Darryl Gove's blog
Performance visualization discussion group
Saw this on Neil Gunther's blog, a discussion group for performance visualization. I've no idea whether it will be an interesting group or not, but there's certainly many possibilities for making performance data more readily understandable. So far there look to be about 12 folks signed up to the group.
One visualization tool that I think shows promise is chime, which is built upon dtrace.
Posted at 12:08PM Mar 27, 2008 by Darryl Gove in Sun |
Adding dtrace probes to user code (part 3)
I've previously discussed how to add dtrace USDT probes into user code. The critical step is to run the object files through dtrace, for dtrace to record the instrumentation points and to modify the object files prior to linking. The output of this step is an object file that also needs to be linked into the executable. Here's an example:
$ cc -O -c app.c $ cc -O -c app1.c $ dtrace -G -32 -s probes.d app.o app1.o $ cc -O probes.o app.o app1.o
The results from running the example code under a suitable dtrace script are:
$ sudo dtrace -s script.d -c a.out
dtrace: script 'script.d' matched 10 probes
a=1, b=2
a=1, b=2
a=1, b=2
a=2, b=3
dtrace: pid 20655 has exited
2 3 1
1 2 3
One question that has come up is whether it's necessary to run a single call to dtrace which instruments all the object files, or whether it's possible to use multiple calls.

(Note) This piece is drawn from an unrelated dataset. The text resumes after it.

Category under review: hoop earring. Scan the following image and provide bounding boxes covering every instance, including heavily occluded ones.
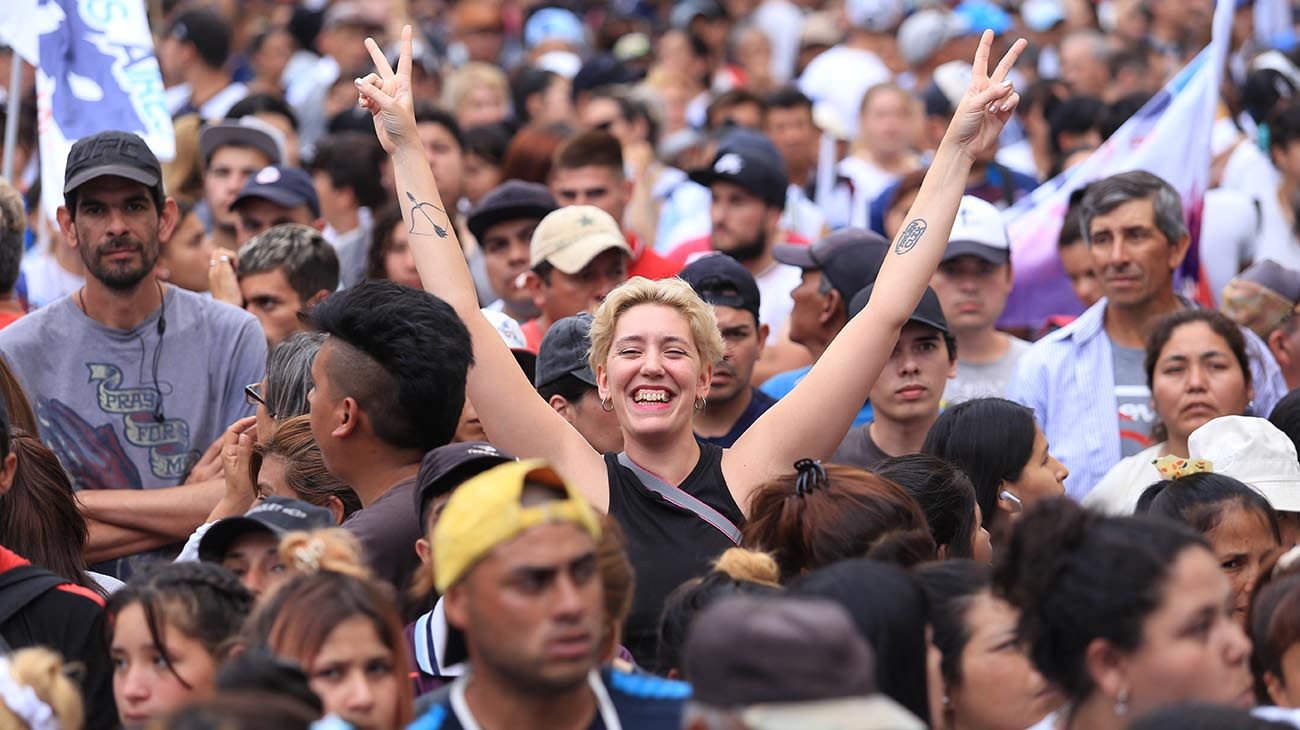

The object file that dtrace produces probes.o is going to be over written with each call to dtrace, so it's no surprise that the naive approach of multiple calls to dtrace each call generating the same object file does not work:
$ dtrace -G -32 -s probes.d app.o
$ dtrace -G -32 -s probes.d app1.o
$ cc -O app.o app1.o probes.o
$ sudo dtrace -s script.d -c a.out
dtrace: script 'script.d' matched 9 probes
a=1, b=2
a=1, b=2
a=1, b=2
a=2, b=3
dtrace: pid 20725 has exited
2 3 1
1 2 2
The next thing to try is whether changing the generated object file works:
$ dtrace -G -32 -s probes.d -o probe0.o app.o
$ dtrace -G -32 -s probes.d -o probe1.o app1.o
$ cc -O probes.o app.o app1.o probe1.o
$ sudo dtrace -s script.d -c a.out
dtrace: script 'script.d' matched 9 probes
a=1, b=2
a=1, b=2
a=1, b=2
a=2, b=3
dtrace: pid 20673 has exited
2 3 1
1 2 2
And if we wanted more proof, swapping the order of the object files generates the following:
$ cc -O app.o app1.o probe1.o probe0.o
$ sudo dtrace -s script.d -c a.out
dtrace: script 'script.d' matched 1 probe
a=1, b=2
a=1, b=2
a=1, b=2
a=2, b=3
dtrace: pid 20683 has exited
1 2 1
So the conclusion is that the only way it will work is by putting all the object files onto the commandline of a single call to dtrace.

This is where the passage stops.